Le Japon et la Corée du Sud ont tous deux annoncé qu’ils se doteront de « porte-avions » et de F‑35B sur leurs navires de classes Izumo et Dokdo. Le Japon a également annoncé qu’il obtiendrait de nouveaux missiles de croisière antinavires de plus longue portée. Plus largement, Tokyo renforce ses forces. Comment cela affectera-t‑il la stratégie navale chinoise ?

Tandis que les planificateurs de la marine chinoise travailleraient vraisemblablement sur des scénarios de guerre contre ses rivaux voisins, la situation serait plus compliquée que cela. Les Chinois concluraient rapidement qu’en cas de scénario de combat avec la JMSDF japonaise ou la ROKN sud-­coréenne, ou les deux, la PLAN aurait un autre adversaire : il faudrait tenir compte du rôle majeur joué par la marine américaine, en raison des alliances. La montée en puissance navale japonaise fait froncer les sourcils. Le pays ajouterait des capacités apparemment plus offensives qui pourraient contribuer à contrecarrer les opérations de la PLAN dans les eaux voisines de l’Asie du Nord-Est (notamment autour de la mer de Chine orientale), et même dans le sud de la mer de Chine. Pour ce faire, le PLAN devra acquérir des capacités hauturières plus robustes, offrant une portée et une persistance plus longues, tout en imposant des modifications doctrinales. Nous avons effectivement déjà constaté ce phénomène dans les régimes d’entraînement des task forces, qui regroupent un ensemble intégré de systèmes et de sous-­systèmes (la PLA appelle généralement cela « la confrontation de systèmes ») et cela implique plus d’opérations conjointes de la PLAN avec ses branches sœurs, comme la force aérienne ou la Force de missiles stratégiques.

Les États-Unis ont beaucoup travaillé sur les concepts de lutte contre-­A2/AD. Ils évoquent maintenant la possibilité d’installer des IRBM à Guam.
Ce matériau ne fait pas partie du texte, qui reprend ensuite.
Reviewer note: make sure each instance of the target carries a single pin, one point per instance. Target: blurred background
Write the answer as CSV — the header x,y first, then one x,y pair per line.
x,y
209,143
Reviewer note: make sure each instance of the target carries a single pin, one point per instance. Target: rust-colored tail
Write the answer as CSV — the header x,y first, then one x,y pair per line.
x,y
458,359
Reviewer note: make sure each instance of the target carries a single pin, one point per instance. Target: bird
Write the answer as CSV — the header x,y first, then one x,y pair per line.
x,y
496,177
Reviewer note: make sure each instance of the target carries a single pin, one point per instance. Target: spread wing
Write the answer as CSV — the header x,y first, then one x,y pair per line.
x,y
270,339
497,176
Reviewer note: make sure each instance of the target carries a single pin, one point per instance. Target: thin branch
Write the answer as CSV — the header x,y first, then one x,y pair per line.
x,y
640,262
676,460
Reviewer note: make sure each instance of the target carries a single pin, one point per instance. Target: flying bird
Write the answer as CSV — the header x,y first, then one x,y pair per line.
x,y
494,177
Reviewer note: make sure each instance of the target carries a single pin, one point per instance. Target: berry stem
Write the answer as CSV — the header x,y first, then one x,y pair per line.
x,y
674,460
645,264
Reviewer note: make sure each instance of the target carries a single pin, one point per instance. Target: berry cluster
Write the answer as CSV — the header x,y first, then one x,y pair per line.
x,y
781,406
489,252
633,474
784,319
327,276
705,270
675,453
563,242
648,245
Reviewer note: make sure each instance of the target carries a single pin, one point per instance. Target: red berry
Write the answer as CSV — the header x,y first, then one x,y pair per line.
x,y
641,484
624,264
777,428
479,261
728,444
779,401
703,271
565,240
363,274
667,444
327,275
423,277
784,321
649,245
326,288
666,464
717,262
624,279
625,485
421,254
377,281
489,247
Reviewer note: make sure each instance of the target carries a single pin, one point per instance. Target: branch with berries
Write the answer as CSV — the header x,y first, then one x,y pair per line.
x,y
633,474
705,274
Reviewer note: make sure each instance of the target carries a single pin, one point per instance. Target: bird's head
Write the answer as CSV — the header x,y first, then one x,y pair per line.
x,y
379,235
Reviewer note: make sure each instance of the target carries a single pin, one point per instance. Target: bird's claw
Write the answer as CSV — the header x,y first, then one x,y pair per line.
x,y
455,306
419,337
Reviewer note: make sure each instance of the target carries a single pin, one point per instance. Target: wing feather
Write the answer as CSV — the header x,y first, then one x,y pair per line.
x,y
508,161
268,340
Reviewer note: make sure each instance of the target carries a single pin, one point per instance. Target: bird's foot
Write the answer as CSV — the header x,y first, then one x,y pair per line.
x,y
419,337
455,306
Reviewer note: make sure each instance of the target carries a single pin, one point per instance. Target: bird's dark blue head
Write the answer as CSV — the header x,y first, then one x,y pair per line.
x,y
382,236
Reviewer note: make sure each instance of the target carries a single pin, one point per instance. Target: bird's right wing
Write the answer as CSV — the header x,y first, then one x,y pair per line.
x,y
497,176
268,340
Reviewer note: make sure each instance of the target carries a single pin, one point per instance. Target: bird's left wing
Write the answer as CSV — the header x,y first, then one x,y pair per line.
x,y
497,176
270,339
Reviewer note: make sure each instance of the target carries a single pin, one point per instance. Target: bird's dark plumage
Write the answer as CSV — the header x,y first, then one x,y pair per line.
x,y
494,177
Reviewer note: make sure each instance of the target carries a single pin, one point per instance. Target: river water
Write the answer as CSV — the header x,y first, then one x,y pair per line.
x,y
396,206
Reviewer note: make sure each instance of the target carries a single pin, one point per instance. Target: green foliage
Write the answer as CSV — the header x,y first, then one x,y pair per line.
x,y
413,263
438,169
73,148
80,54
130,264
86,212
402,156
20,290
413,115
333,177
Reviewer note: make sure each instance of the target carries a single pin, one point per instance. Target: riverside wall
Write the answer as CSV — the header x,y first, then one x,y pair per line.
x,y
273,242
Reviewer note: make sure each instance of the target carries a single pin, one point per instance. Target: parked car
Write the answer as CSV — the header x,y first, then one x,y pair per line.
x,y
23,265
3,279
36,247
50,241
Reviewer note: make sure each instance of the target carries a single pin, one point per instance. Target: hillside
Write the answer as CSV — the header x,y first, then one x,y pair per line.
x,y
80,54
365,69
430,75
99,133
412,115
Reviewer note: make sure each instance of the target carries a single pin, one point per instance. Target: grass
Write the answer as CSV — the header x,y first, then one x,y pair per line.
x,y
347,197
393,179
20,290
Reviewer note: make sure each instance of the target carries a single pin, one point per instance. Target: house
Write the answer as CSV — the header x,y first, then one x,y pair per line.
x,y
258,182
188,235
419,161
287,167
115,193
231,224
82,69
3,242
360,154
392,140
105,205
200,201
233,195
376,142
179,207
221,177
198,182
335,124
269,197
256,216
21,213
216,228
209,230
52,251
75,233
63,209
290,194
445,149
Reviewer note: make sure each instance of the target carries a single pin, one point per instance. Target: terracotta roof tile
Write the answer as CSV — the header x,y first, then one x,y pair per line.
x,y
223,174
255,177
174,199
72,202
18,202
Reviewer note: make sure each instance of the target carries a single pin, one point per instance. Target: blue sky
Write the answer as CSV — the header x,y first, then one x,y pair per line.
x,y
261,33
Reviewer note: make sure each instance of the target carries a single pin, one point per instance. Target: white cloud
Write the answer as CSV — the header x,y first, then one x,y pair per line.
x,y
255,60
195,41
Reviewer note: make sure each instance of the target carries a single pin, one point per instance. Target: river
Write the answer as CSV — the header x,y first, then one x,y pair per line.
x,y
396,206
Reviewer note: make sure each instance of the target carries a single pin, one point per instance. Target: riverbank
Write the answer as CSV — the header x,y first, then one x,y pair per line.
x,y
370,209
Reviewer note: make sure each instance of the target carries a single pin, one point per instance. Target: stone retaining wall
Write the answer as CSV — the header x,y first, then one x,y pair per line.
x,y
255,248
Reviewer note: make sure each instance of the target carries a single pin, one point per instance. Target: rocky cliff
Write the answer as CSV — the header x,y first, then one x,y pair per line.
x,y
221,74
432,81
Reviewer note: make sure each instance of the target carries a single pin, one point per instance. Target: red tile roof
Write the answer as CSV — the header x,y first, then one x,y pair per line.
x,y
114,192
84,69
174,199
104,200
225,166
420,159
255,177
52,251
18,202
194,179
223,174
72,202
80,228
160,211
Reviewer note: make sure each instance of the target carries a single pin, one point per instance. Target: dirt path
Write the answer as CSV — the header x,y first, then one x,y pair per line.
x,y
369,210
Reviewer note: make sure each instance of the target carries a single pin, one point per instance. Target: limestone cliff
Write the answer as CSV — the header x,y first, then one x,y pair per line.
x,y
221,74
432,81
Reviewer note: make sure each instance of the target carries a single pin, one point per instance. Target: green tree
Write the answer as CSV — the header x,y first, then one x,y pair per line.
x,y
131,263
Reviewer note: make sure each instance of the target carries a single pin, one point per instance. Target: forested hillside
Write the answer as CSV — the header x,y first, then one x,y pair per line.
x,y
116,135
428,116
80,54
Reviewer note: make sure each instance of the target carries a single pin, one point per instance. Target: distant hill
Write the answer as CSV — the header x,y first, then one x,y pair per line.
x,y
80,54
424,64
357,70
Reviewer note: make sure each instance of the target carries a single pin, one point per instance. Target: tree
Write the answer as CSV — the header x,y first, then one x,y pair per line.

Comment cela affectera-t‑il l’équilibre régional des forces ? Pensez-vous que cela pourrait dissuader les ambitions navales chinoises ?
Je ne sais pas trop comment se déroule celle-ci. Le projet du secrétaire américain à la Défense Mark Esper de déployer des systèmes de missiles à portée intermédiaire n’a pas encore été dévoilé.

Propos recueillis par Joseph Henrotin, 10 septembre 2019.

Légende de la photo ci-dessus : Deux destroyers Type-052C en exercice dans la mer de Chine méridionale. (© MoD/Yu Lin)

Article paru dans la revue DSI hors-série n°68, « Chine : Quelle puissance militaire ?  », octobre-novembre 2019.